Dr. Mohammed Amir Khan, Professor and Director of the Engineer Physics Program, and Dr.
Yuri Markushin, Associate Professor, are the Principal Investigator and Co-PI, respectively, of
the DSU project.
The two researchers will design and develop infrared sensing and laser technology for
installation on the Lunar Land Rover that will enable the detection and correlation of water
isotopes with the characteristics of the elemental composition of lunar rocks and dust.
“We are collaborating with the Goddard Space Center on this project,” Dr. Khan said. “NASA
wants to use the Moon to see how humans can live outside of the earth’s environment. The
detection of water isotopes is an important factor in that question.”
Dr.
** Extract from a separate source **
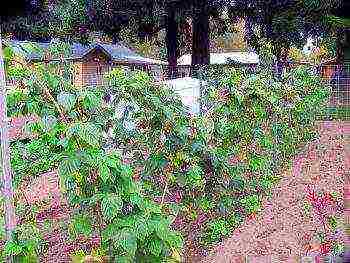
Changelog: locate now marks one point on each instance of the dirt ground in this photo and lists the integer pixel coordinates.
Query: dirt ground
(282, 231)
Khan added that DSU science students will be engaged in the different parts of the project,
including assisting in the design of the opto-mechanics and electronics of the experiments with
the laser prototype.
The grant to DSU is part of $14 million that NASA is investing inU.S. colleges and universities
to grow their STEM capacity to participate in critical spaceflight research and prepare a new
generation of diverse students for careers in the nation’s science, technology, engineering, and
math workforce.
It is not DSU’s first ride in the space rodeo.
For several years, Dr. Noureddine Melikechi, a former DSU Professor of Physics, and Alissa
Mezzacappa, then a second-year optics Ph.D. student (now Dr., Class of 2015) played a critical
role in the development of the ChemCam technology used on NASA’s Curiosity Rover landed
on Mars in 2012 and explored that planet’s surface.